Ah, I am certain there are many things about me, a nameless chronicler, that you must be pondering; having found this document, and now as you read the lines I have written, I shall give you the answers you seek in due time and in their proper order... so, where to begin...
It was spring when the horse-lords appeared, a time of year the Hellenes call 'Eiar' and my own folk know as 'Fidnanos' or 'the warm months', and indeed the sun beat down on us most harshly as we washed ourselves of the constantly biting insects, our flesh reddened by both sun and beast, and the waters of the Borysthenes River a soothing balm to those unused to such punishment of nature.
There were plenty of those for these foreign annoyances to feast on, over one-hundred of us having gathered at Olbia by the mouth of the Hypanis River before heading eastward, and in time paying some fishermen with what little coin we carried to ferry us from one bank of the Borysthenes to the other.
I came into the company of these misthophoroi with little more than my weapons, a half-battered shield, and the sparse clothes on my back, a mere stripling of six-and-ten years who had promised to my mother and father that I would return to them and my home of Senogwedyodunom beyond the Istros with both riches and glorious tales aplenty!
I, Nantuas, son of Ordouix and a child of the Scordisci, had gone eastward in the frigid dark months and, after reaching Olbia, soon found myself among a war-band of eager warriors; there were no women in the band, only high-spirited and hot-blooded men of lesser and greater years, men from tribes I knew and westward reaching clans I had no knowledge of, this mass of flesh and iron held together by a ferocious Lingonian called Kabaros.

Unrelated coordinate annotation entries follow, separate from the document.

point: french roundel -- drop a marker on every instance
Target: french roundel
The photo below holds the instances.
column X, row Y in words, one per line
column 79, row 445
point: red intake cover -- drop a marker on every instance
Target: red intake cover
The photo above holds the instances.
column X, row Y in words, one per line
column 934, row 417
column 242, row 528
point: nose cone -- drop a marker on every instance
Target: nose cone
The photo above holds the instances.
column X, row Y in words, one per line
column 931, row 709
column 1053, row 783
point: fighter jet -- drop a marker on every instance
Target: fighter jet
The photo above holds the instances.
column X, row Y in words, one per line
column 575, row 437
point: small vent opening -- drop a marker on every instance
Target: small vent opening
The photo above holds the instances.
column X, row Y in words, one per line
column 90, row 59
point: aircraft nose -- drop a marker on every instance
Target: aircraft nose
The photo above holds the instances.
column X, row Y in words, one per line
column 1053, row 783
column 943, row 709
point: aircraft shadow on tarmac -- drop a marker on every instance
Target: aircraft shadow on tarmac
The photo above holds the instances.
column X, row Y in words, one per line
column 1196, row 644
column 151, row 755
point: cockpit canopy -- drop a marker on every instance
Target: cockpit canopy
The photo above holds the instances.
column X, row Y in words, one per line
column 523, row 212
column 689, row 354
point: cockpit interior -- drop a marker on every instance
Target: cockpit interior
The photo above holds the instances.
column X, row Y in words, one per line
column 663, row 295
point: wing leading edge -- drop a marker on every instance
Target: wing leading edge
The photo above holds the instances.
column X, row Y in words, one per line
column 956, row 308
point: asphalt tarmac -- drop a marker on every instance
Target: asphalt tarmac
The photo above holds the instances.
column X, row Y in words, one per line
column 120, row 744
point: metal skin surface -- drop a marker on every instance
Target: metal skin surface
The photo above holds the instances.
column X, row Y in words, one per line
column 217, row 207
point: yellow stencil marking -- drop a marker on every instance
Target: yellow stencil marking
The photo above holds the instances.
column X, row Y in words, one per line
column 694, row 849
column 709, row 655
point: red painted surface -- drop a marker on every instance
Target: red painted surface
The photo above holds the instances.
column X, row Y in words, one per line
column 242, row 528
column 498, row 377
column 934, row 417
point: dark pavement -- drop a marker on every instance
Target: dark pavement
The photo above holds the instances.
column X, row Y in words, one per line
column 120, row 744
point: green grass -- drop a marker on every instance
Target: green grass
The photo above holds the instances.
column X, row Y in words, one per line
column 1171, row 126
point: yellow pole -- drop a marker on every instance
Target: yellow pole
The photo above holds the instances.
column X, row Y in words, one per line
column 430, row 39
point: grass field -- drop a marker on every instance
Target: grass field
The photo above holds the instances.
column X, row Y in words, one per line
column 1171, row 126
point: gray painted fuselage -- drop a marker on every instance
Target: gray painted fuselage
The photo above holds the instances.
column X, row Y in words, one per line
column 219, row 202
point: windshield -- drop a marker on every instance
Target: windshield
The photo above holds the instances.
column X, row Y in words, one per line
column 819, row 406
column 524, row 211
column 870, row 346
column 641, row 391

It was he who would serve as our 'Rix', unopposed and unafraid of any challenge to his authority, Kabaros on the face of it the very effigy of the bloodthirsty tribesmen that the Hellenes, and other 'civilised' peoples, considered my fellow warriors and I to be – large of body and firm of limb, his eyes full of fire and purpose, his mane of greying hair showing a fighting man of many years, unbowed by time and unbroken by any enemy.
Yes, I thought to myself when I was bought before him and sworn to his band, I will follow this man to battle and to victory, though I had tasted neither in my youthful state as more of a farmer.
In the weeks we settled ourselves on the eastern bank of the surging Borysthenes - eating what meagre supplies we had bought in Olbia, or could hunt in the grasslands all about us – we were joined at our temporary village of tents and shelters by a Greek, an educated Athenian playwright no less, who it was told to us had been cruelly exiled from his home for 'corrupting the youth' with his comical plays; I had no idea what this meant, or why he should be forbidden from returning to his birthplace, but how I came to understand is for later in my tale.
Doryssos, the dark-eyed playwright with his stubbled chin and short stature, would be the one to teach me the words and alphabet of the Hellenes. It is for this reason alone that you may understand what I have written here, and it is a debt to him that I feel has been paid and yet can never be paid.
Anyway, it is through all this that we (and I) came to be one temperate dusk on the bank of a winding river east of Olbia but also some distance from the lands of the Basileion tou Kimmerikou Bosporou under Paerisades the Second, our scanty fires kept close and burning, and into the illuminating light of the central and largest fire came riding figures as if out of legend.